I also watched the moving if a tiny bit hokey last episode of the new Anne series – really wonderful work, even if its portrayal of how welcoming PEI residents in the late 19th century were to citizens of colour is surely also a fantasy. But a lovely one. My friend R.H. Thomson – we were the two Canadians in our year at theatre school in London – is perfect as Matthew, shy, incoherent, but yearning. Beautiful.
If you’re careful to avoid the endless, ceaseless crap, there’s some pure gold on television.
A change of plans on Tuesday – Anna called to say she wasn’t feeling well, was there a possibility I could get the boys at school and take them to their after-school activities? There certainly was, especially as it was a spectacularly mild day. They came blasting out of school, Ben at 3.15 and Eli at 3.30, and spent the next 45 minutes careening around the playground; the two of them and a friend invented a game of pressing their arms across their chests and trying to knock each other over with the force of their bodies that kept them busy slamming and falling for a good 20 minutes.

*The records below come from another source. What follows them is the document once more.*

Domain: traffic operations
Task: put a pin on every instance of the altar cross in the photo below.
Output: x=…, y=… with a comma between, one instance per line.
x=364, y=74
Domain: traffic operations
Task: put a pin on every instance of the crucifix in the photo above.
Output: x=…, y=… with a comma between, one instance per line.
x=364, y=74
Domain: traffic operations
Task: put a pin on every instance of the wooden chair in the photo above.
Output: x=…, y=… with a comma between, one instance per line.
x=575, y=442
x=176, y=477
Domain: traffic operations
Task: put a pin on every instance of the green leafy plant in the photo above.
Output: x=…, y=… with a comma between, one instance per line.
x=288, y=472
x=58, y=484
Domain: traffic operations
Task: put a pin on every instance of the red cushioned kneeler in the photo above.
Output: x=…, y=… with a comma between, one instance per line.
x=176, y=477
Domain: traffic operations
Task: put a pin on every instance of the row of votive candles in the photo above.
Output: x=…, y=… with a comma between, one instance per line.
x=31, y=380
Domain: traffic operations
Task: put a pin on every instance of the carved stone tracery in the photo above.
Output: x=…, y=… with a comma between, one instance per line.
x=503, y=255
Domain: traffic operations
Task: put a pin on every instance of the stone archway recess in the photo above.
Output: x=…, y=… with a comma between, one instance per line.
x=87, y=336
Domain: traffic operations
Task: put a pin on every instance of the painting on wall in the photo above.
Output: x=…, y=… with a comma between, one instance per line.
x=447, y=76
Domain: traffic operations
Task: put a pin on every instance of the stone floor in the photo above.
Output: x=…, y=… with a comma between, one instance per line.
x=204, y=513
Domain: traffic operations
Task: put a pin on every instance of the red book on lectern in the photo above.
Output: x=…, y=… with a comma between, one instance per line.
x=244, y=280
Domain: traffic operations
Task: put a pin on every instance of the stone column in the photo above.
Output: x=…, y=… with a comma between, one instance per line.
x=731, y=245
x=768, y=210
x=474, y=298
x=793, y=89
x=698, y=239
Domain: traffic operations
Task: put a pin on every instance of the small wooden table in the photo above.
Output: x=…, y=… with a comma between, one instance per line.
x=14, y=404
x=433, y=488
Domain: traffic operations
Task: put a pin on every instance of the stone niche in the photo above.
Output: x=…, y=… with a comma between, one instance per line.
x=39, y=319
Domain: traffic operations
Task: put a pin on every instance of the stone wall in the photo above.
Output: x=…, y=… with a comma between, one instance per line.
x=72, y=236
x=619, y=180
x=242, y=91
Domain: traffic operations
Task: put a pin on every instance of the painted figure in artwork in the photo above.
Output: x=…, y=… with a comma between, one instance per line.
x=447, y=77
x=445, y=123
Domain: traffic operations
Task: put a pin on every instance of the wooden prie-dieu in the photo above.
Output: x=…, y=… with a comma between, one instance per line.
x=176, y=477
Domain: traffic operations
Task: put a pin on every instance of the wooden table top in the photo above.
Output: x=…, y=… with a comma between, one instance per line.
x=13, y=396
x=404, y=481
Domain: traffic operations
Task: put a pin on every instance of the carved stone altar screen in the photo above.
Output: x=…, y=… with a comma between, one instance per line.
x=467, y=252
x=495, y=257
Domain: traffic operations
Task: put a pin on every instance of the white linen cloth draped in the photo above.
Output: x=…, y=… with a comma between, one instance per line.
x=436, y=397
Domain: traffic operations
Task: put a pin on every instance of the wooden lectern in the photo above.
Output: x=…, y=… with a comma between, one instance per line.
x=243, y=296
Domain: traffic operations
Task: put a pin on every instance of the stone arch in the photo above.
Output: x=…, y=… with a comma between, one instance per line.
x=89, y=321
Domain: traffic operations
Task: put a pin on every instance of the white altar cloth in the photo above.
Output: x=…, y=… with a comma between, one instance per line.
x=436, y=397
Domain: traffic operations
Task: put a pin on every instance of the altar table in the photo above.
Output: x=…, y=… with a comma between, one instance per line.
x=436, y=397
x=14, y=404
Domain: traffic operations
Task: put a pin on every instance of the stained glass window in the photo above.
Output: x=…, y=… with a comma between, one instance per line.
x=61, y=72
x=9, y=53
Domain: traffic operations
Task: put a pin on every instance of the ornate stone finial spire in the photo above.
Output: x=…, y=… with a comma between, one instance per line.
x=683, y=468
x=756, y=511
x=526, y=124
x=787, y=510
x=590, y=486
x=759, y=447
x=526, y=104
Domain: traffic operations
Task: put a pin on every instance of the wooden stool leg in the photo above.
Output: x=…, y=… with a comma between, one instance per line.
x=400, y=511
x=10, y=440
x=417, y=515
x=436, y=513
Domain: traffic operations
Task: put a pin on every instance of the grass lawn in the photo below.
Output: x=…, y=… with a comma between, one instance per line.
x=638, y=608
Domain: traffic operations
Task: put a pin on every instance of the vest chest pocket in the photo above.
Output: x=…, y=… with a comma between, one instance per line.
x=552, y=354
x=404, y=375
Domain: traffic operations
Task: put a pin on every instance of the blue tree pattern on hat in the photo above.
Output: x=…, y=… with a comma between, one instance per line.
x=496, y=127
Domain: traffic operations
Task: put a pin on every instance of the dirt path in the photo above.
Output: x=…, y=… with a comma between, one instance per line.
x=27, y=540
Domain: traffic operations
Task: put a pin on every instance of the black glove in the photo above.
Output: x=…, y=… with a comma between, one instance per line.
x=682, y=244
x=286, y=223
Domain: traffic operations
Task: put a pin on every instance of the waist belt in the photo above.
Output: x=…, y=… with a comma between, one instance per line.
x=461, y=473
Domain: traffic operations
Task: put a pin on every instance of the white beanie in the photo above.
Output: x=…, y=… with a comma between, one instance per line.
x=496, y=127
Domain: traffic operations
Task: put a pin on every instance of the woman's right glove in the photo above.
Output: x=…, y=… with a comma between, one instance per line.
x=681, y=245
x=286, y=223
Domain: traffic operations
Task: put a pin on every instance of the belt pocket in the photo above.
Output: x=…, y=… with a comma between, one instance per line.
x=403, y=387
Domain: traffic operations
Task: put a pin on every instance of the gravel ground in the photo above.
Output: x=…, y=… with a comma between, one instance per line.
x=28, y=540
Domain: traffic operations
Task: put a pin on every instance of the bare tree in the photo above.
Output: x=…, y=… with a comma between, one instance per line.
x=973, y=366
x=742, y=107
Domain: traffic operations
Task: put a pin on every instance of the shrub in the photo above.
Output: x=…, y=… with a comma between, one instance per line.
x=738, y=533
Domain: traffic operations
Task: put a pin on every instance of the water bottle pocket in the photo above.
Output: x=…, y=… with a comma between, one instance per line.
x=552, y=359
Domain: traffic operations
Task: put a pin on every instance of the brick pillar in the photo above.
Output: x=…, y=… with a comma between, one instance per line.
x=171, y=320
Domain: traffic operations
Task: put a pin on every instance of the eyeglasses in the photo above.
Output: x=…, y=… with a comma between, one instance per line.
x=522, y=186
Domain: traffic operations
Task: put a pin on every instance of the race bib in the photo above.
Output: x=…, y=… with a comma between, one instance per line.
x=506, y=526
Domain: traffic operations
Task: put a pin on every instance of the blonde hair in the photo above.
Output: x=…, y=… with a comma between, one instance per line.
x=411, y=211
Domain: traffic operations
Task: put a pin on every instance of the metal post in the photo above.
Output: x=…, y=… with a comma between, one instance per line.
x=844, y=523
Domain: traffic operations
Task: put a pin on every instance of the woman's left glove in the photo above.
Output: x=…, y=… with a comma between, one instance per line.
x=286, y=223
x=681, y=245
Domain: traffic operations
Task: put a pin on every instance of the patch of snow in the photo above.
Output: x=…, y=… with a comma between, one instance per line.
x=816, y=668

Then the streetcar and the bus to a community centre, with a quick stop beforehand to charge around another playground – then Ben to a swimming lesson and Eli to drumming, free classes given by the city provided you rise at dawn to fight the crowds to get on the list. Anna waits on the day with several cellphones and is now a master at getting the courses and times she wants. I then took them at their request to a fish and chip shop nearby, which to my sadness was not licensed. I needed a drink. Waiting for the streetcar, their game was hurling themselves from the bus shelter to the stone wall of the park and back. On the streetcar home, Ben stood by one of the back doors pushing the button to open it at every stop. He takes his job very seriously. My job was to make sure he didn’t fall out.
By the time we got home, I was beyond exhausted, and that was mostly from watching them. Whereas they were still going. Testosterone – what a phenomenal chemical it is! If you could channel it only for good, the world would be saved in ten minutes.